Our friend Dave gave Brent a gadget for Christmas that’s kind of a clock. There are at least seven plastic gears in primary colors inside a clear plastic shell that sticks to a sun-facing window with a rubber suction cup. A 2-inch rectangular solar panel collects power from the sun, charges the mini copper-wound battery, which then moves the gears that spin two prisms causing tiny rainbows to pass across the room on sunny days.
In Oregon, we experienced 33% of the solar eclipse today. It was cloudy too. Not the best view of the big event. Our friends Mark and Doris drove 737 miles yesterday to witness the whole thing somewhere in Texas. When I called them an hour before they were expected to see what they would see, the sky was overcast and they were debating whether to drive further where the sky, they thought, might open up. They weren’t hopeful, but they were enjoying the drive anyway.
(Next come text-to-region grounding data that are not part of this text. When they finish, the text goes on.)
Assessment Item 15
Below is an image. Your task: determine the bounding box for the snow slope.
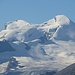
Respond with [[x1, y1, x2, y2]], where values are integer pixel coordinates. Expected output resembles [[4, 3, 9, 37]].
[[0, 15, 75, 75]]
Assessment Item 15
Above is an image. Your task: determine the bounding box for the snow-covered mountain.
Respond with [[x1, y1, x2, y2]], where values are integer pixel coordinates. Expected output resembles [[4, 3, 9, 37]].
[[0, 15, 75, 75]]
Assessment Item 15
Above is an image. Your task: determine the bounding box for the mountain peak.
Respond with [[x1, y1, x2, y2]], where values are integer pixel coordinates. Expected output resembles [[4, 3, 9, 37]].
[[4, 20, 29, 30], [55, 15, 70, 25], [45, 15, 70, 27], [0, 15, 74, 42], [15, 20, 29, 25]]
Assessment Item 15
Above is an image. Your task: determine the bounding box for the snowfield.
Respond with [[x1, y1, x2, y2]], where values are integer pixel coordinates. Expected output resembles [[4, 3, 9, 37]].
[[0, 15, 75, 75]]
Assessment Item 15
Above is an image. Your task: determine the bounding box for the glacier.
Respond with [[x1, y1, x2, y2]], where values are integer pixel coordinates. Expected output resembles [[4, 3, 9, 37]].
[[0, 15, 75, 75]]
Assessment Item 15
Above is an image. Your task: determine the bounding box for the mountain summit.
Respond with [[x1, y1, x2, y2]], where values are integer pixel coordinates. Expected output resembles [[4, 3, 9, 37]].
[[54, 15, 70, 25], [0, 15, 75, 42], [47, 15, 70, 25], [0, 15, 75, 75]]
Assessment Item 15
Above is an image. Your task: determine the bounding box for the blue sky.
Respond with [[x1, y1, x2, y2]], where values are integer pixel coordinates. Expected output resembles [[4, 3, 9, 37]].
[[0, 0, 75, 29]]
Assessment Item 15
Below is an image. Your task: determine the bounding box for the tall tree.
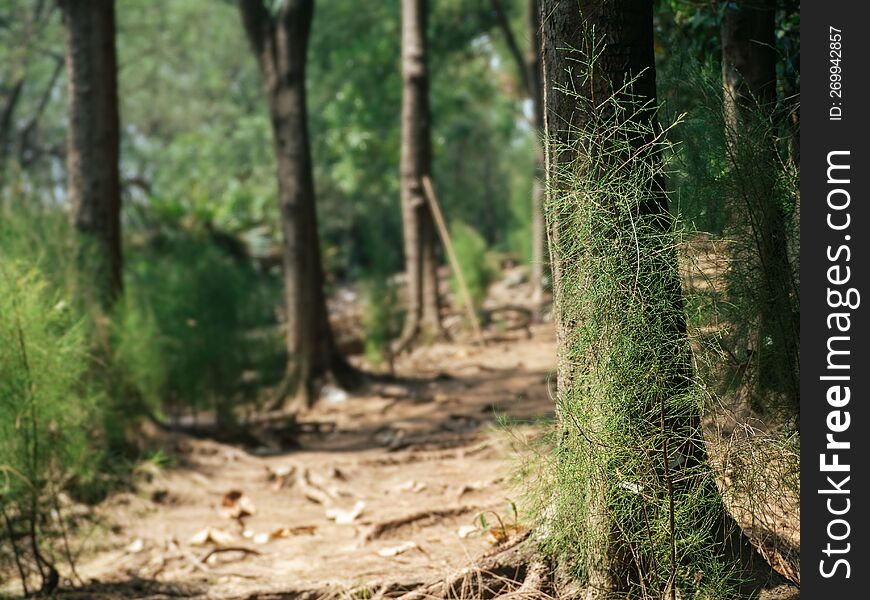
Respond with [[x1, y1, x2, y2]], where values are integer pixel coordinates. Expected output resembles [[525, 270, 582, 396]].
[[237, 0, 355, 408], [721, 0, 776, 131], [722, 0, 799, 410], [542, 1, 776, 596], [59, 0, 122, 304], [396, 0, 442, 350], [490, 0, 547, 303]]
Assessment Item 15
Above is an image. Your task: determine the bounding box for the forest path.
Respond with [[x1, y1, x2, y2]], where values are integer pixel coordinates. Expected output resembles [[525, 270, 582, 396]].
[[64, 325, 556, 599]]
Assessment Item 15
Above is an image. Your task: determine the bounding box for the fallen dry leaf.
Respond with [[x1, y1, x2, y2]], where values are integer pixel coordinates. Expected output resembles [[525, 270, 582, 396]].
[[220, 490, 256, 519], [298, 468, 335, 505], [250, 525, 318, 545], [266, 464, 297, 490], [326, 500, 365, 524], [377, 541, 418, 557], [271, 525, 317, 537], [397, 480, 427, 493], [189, 527, 236, 547], [253, 532, 271, 545]]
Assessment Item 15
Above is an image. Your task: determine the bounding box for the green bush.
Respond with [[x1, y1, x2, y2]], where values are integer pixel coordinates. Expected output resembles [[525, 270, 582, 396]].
[[116, 231, 284, 425], [360, 275, 401, 368], [449, 220, 498, 311], [0, 260, 100, 589]]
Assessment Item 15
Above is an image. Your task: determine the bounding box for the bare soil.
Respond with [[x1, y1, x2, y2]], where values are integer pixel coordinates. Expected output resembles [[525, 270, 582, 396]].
[[57, 325, 557, 599]]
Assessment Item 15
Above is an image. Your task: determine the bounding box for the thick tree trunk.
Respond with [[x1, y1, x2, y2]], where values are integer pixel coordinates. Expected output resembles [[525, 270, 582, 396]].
[[722, 0, 799, 410], [59, 0, 122, 305], [238, 0, 356, 409], [543, 3, 672, 595], [397, 0, 442, 350], [541, 2, 784, 597]]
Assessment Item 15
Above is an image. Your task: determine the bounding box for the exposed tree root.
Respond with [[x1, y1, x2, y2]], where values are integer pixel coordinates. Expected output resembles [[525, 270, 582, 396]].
[[395, 533, 553, 600], [364, 507, 477, 541], [198, 546, 262, 564]]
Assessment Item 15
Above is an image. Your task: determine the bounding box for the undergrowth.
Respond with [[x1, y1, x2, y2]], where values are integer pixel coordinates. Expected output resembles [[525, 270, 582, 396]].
[[0, 201, 284, 592], [449, 219, 499, 312], [0, 258, 99, 594]]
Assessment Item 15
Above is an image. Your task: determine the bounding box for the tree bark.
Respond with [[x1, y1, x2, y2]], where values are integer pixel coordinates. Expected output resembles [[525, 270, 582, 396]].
[[541, 2, 784, 597], [237, 0, 356, 409], [543, 4, 670, 595], [491, 0, 547, 304], [396, 0, 442, 350], [59, 0, 122, 305], [527, 0, 547, 305], [722, 0, 799, 411]]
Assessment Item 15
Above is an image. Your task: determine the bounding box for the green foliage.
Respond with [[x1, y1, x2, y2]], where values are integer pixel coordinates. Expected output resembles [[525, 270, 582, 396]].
[[360, 276, 401, 368], [0, 257, 100, 587], [666, 68, 800, 416], [0, 262, 98, 503], [116, 230, 284, 423], [449, 220, 498, 311]]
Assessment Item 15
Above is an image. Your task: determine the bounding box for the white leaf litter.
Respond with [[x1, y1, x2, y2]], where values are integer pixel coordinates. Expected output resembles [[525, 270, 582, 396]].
[[377, 541, 417, 557], [189, 527, 236, 547], [397, 480, 427, 493], [321, 383, 349, 404], [618, 481, 642, 494], [457, 525, 478, 539], [326, 500, 366, 524]]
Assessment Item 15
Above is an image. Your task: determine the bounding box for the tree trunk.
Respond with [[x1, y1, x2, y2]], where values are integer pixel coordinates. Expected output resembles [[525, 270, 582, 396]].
[[397, 0, 442, 350], [722, 0, 799, 411], [542, 2, 781, 597], [490, 0, 548, 304], [237, 0, 356, 409], [526, 0, 547, 305], [59, 0, 122, 306], [544, 4, 667, 595], [722, 0, 776, 128]]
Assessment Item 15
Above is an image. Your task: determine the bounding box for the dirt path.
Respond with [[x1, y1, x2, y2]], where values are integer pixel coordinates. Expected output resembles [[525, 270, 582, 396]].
[[64, 325, 557, 599]]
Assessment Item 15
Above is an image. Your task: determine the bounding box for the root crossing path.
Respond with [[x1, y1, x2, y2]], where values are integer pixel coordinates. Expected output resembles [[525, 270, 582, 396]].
[[64, 326, 558, 599]]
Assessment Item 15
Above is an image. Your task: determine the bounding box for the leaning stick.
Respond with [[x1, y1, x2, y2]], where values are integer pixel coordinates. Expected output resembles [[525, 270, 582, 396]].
[[421, 175, 486, 346]]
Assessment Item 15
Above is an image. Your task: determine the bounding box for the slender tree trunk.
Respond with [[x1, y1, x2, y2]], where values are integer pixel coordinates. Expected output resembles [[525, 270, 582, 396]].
[[722, 0, 776, 130], [59, 0, 122, 306], [526, 0, 547, 305], [722, 0, 799, 410], [0, 78, 24, 188], [490, 0, 548, 304], [238, 0, 356, 409], [397, 0, 442, 350]]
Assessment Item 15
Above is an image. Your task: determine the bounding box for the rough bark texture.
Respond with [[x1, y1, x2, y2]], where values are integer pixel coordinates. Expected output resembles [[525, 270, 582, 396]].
[[722, 0, 799, 410], [543, 3, 667, 595], [59, 0, 122, 305], [397, 0, 442, 349], [237, 0, 355, 409], [542, 2, 786, 597]]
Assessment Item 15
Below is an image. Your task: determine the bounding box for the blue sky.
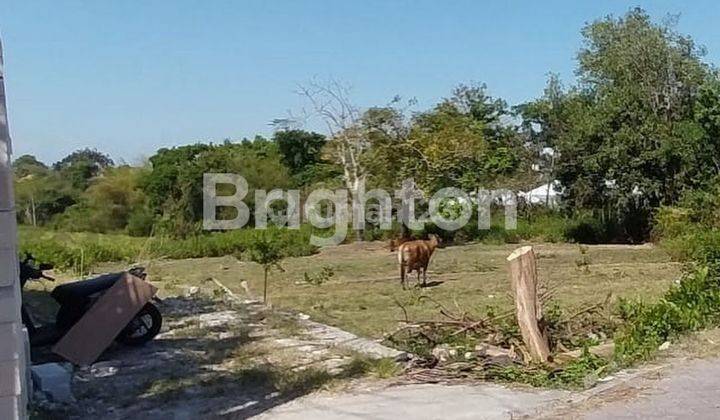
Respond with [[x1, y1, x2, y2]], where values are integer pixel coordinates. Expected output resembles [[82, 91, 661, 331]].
[[2, 1, 719, 164]]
In yesterday’s New York Times, the solar eclipse made the front page, plus a full, two-page spread later in section one. But the accompanying photographs were not of the eclipse. Instead, they were images of people lying in the sun, playing in the sun, waiting for the sun, making shadows with the sun. The author, Elizabeth Dias, wrote about awe, and about humans “witnessing where science and spirituality intersect” to explain our fascination with the eclipse. I often wonder what it must have been like for early humans to see an eclipse, or changes in the moon’s shape, or the Northern Lights – events they couldn’t possibly explain except with their beliefs, their art, and their gods. In her article, Dias writes about Brother Guy Consolmagno, director of the Vatican Observatory (who knew there was such a thing, and isn’t that interesting to find out!):
If you had no idea the eclipse was happening, it would be terrifying. But when you can predict down to the second when it starts, when it will be at its maximum and when it will be finished, “it becomes a delight,” Consolmagno said, “that I can be so in tune with the universe. That, to me, crystallizes what it is to be a scientist, to be clever enough to predict, but then open to being surprised.”
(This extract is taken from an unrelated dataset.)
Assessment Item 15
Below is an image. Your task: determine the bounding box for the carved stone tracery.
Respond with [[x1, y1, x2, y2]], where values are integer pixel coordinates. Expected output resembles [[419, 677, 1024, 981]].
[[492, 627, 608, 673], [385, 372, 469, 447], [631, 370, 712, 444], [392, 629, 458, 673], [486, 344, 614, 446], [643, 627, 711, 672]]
Remember those models of the solar system our teachers used in elementary school? I thought they were pretty cool. But I was too young to grasp the scope of what that model was teaching. Today, as I was walking, waiting, and watching for the sun, the moon, the earth, and me to line-up, I thought about that plastic solar system and the gears in Brent’s office and the giant clock we’re living within. Taking time off to witness something that only happens rarely, was worth doing despite the clouds.
One scientist Dias describes in her NYT’s article, collected data that showed that sage brush showed signs of stress “during the 2017 eclipse as photosynthesis stopped and carbon uptake slowed.” The scientist who collected that data, Daniel Beverly, is collecting data today to see what happens to an entire ecosystem (in this case, a forest) during a total eclipse. Knowing this before I went out today, I found myself saying out loud to the critters and plants I took pictures of, “don’t worry, it’s coming back,” because eventually the sun always does.
With all the other news on the front page of The New York Times, it was a good reminder.
I rode my trike and reminded myself, as Poet Laureate Ada Lemon said, “you are here, you are here” (I am here on this trike, outside, solar eclipse above and I am here).Embrace the moment and the universe. All the rest is small stuff with or without totality
We are with family in Kansas City and got to see 90% totality on a perfectly clear day. The light got that tinny quality at about 30% and I wondered what the plants were “thinking.” I also found it amazing that even with 90% covered, our sun is STILL too bright to look at. Such an astounding universe we live in! (And that little solar prism clock is the COOLEST!)
Did you know about the “sonification” of the eclipse data? They translated the data live into music!